Expression of an anti-RNA autoantibody in a mouse model of SLE increases neutrophil and monocyte numbers as well as IFN-I expression.

Systemic lupus erythematosus (SLE) is an autoimmune disease characterized by the presence of antinucleic acid autoantibodies, high levels of circulating type I interferon (IFN-I), and an IFN-I-dependent elevated expression of activating FcγR. Increases in neutrophils and monocytes are often observed in clinical SLE, but how these contribute to autoantibody and IFN-I production is poorly understood. Here, we analyzed SLE pathogenesis in 564Igi mice, an SLE-model strain carrying gene-targeted heavy and light chain antibody genes encoding an anti-RNA autoantibody in a C57BL/6 background.
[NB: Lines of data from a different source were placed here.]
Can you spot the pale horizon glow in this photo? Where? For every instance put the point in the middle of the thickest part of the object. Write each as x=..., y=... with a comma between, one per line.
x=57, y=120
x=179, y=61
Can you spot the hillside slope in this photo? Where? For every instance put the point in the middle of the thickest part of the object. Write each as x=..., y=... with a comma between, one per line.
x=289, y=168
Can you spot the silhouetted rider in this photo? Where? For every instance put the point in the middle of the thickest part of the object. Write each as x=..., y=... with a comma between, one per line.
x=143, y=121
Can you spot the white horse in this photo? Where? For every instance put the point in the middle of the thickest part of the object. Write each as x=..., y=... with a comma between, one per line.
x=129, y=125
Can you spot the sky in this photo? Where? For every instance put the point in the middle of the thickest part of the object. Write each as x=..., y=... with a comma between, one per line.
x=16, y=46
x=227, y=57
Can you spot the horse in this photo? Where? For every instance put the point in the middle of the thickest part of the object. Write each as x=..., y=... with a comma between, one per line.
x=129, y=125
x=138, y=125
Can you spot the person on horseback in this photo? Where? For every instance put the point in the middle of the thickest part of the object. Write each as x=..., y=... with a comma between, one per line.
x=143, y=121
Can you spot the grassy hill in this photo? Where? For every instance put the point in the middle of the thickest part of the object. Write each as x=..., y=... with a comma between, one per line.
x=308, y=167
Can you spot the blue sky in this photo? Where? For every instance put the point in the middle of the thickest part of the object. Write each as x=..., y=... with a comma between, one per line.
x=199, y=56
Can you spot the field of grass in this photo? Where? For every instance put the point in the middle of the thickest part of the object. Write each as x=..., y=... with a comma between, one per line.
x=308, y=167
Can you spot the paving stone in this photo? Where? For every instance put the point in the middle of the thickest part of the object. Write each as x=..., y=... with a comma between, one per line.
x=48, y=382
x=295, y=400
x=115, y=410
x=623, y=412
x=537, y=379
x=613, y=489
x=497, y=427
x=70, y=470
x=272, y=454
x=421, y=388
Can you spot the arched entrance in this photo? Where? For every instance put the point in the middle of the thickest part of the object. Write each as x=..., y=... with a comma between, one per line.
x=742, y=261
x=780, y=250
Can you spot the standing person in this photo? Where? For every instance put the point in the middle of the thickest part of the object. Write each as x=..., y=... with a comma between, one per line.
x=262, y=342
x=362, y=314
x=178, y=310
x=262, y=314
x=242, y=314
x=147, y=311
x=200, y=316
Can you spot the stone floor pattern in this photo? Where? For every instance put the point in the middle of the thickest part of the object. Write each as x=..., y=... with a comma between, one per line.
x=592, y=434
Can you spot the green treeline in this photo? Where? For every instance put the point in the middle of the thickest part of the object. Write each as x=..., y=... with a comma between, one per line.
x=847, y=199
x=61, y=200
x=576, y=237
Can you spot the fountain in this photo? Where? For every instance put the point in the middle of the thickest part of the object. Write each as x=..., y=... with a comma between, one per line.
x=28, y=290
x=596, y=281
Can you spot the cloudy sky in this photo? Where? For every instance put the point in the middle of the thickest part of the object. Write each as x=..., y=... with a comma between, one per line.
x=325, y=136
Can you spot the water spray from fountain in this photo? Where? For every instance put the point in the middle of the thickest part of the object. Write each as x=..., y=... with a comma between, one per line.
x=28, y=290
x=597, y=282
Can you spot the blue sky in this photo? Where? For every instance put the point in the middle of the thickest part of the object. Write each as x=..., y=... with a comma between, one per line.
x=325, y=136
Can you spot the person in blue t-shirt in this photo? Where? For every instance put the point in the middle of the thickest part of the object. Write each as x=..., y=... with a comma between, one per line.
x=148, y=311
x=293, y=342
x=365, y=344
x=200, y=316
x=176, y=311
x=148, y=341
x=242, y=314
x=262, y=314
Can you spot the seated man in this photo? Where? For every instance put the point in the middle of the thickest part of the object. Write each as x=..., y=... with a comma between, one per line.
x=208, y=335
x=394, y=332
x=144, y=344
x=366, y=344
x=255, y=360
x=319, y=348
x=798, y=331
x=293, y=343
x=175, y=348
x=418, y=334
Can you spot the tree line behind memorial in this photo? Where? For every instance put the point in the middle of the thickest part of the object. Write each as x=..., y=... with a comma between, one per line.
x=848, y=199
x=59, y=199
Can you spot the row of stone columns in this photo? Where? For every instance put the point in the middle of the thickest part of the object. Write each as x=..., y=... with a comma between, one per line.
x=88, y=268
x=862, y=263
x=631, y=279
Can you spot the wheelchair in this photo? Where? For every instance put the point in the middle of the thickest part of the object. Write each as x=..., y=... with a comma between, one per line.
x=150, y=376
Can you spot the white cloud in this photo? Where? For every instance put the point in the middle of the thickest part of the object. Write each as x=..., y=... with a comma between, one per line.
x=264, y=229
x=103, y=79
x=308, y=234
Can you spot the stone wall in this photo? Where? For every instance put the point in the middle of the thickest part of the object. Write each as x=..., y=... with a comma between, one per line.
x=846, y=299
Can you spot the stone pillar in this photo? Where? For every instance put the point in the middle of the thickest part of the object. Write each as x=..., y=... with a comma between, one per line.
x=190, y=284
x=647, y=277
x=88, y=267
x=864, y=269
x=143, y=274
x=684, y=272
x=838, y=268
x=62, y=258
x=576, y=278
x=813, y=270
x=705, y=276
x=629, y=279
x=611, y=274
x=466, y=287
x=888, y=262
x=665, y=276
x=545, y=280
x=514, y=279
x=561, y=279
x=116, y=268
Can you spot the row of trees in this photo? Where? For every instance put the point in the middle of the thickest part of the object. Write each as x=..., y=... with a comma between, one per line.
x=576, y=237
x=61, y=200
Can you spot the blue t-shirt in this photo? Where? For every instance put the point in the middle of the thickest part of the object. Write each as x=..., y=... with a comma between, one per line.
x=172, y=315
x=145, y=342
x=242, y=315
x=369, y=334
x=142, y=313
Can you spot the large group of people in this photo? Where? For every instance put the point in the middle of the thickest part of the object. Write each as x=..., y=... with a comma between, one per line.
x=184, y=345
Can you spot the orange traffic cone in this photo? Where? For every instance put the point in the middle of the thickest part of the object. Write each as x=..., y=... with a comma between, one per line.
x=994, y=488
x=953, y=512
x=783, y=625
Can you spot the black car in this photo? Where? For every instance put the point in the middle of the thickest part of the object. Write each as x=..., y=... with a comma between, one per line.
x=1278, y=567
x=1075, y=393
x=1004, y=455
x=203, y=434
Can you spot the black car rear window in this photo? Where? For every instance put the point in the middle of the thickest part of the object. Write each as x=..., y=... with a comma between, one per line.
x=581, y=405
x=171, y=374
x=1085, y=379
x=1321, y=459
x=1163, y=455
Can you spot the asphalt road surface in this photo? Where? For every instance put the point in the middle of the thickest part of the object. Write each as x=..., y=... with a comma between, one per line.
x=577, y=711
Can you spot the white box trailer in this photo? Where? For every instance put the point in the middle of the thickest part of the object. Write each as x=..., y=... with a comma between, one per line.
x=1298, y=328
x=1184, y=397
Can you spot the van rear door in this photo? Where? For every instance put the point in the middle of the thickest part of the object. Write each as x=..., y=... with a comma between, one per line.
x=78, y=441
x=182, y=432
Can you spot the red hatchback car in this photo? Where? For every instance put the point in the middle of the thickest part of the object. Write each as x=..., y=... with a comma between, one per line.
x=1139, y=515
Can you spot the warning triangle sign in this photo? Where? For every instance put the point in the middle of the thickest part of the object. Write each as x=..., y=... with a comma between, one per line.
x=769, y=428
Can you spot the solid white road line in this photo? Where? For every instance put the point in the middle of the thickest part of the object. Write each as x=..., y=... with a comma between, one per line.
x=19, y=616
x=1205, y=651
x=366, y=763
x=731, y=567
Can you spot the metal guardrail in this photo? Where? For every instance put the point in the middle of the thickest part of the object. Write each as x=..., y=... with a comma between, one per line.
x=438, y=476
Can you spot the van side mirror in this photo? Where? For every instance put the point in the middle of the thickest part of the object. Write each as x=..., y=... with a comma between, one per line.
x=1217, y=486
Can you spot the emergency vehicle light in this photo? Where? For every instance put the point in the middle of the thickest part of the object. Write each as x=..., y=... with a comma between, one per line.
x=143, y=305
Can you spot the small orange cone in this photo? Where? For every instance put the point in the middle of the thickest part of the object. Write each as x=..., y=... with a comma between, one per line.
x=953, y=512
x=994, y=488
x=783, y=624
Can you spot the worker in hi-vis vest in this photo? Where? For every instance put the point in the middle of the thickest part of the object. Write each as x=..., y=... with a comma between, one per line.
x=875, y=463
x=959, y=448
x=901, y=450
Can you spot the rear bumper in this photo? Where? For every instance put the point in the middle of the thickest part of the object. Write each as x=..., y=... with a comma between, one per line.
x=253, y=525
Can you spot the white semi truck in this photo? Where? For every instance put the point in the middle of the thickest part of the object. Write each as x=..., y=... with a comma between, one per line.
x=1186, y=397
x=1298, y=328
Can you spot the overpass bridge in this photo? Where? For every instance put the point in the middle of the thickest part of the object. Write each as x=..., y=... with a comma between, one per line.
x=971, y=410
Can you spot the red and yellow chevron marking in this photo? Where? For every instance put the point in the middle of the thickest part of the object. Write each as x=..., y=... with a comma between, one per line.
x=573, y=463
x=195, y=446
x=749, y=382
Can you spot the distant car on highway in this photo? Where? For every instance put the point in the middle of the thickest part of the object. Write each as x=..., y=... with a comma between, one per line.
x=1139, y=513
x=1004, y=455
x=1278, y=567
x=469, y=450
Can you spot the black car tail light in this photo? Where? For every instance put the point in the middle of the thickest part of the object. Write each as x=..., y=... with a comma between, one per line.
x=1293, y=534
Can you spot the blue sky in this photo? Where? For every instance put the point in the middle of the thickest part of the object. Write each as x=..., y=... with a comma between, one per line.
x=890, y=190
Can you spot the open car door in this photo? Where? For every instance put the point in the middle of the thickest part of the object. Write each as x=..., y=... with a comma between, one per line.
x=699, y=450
Similar to human SLE patients, 564Igi mice produce anti-RNA autoantibodies and expanded neutrophil and monocyte populations. These myeloid cells produced IFN-I and exhibit increased FcγRIV expression induced via an IFN-I autocrine loop. A direct effect of IFN-I on 56 Igi BM B cells and neutrophils was supported by their upregulation of "IFN-I signature genes". In addition, 564Igi developing B cells showed upregulated TLR7 resulting in IgG2a/2b class switch recombination and autoantibody production. Our results indicate that the production of anti-RNA autoantibody is sufficient to induce an increase of BM, blood, and spleen IFN-I-producing neutrophils, and suggest a mechanism by which autoantibody and IFN-I contribute to SLE by activating B lymphocytes, neutrophils, and monocyte effector cells in vivo.